For starters, note that we didn’t use the phrase ‘alleged racist abuse’ in that opening sentence.
Let no-one be in any doubt here. Slavia’s Ondrej Kudela did not cover his mouth to say, ‘you’re a f****** guy’.
As excuses go, it’s probably on a par with Johnny Cochrane’s infamous glove-related ‘if it doesn’t fit, you must acquit’ defence of OJ Simpson during the 1990s.
The fact that Kupela cupped his mouth, coupled with Kamara’s incredulous reaction, tells you everything you need to know.
The question now is what happens next? Football has been littered with instances of this nature for far too long now.
Unfortunately, football’s governing bodies have shown themselves to be completely incapable of tackling the issue of racism.

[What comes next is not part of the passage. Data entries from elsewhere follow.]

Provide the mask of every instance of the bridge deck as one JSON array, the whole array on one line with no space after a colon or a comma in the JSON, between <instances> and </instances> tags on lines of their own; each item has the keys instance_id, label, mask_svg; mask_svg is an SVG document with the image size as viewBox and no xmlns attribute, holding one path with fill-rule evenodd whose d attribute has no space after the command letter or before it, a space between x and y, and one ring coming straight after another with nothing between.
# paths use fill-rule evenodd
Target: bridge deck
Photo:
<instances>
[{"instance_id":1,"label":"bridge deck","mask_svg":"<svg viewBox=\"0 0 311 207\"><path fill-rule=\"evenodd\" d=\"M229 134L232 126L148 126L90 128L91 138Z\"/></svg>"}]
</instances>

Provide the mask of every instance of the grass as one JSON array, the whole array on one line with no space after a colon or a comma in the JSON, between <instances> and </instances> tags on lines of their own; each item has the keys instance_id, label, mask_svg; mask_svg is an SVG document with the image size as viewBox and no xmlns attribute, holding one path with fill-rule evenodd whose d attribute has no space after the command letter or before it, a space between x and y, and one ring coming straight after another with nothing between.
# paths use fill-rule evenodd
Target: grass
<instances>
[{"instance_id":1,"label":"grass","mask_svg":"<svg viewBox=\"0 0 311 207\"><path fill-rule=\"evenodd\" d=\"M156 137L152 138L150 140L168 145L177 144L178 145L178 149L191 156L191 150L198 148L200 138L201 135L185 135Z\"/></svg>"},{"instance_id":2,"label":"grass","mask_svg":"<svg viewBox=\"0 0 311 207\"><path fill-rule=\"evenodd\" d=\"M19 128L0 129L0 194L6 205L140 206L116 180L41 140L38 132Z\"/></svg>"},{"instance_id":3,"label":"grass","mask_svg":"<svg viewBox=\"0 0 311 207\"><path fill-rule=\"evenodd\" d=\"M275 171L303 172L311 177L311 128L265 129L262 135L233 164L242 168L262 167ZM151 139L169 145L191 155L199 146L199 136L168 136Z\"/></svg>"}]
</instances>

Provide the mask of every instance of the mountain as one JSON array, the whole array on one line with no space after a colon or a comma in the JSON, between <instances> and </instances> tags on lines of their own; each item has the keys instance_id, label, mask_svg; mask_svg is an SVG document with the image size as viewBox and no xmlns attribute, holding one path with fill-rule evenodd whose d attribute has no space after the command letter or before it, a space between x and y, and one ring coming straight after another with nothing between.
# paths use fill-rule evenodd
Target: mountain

Punishments such as fines and stadium closures have been tried, but they have not had the desired effect.
Experts on racism argue that it is a cultural and institutional issue that needs long-term solutions and re-education.
While this is largely true, football cannot afford to wait around for governments to fix a societal problem, especially when some of the politicians involved are racists themselves.
As things stand, racists are being allowed to spew their bile in football without fear of repercussions. This must change.
Back in the 1970s and 80s, hooliganism was a major issue for football. Again, this was a societal problem, but the sport attempted to get its house in order.
The five-year ban from European competitions issued to English clubs sent a strong message that hooliganism would not be tolerated.
The national governing body and its clubs were forced to take appropriate action.
While the issue of mindless morons beating the hell out of each other still exists, football isn’t impacted in the same way.
Taking a similar course of action to eradicate racism in football could be equally effective. Would it make racism go away? No, that can only be addressed by changes in society.
However, if clubs were under the threat of a five-year ban for racist incidents, they would soon start to take the issue seriously.
Small fines and closing stadiums for a couple of games does not work. UEFA and FIFA must not be allowed to continue to nod the racism issue onto society’s shoulders.
Stiff penalties must be introduced – not in a few years, but NOW. As Kamara said – enough is enough.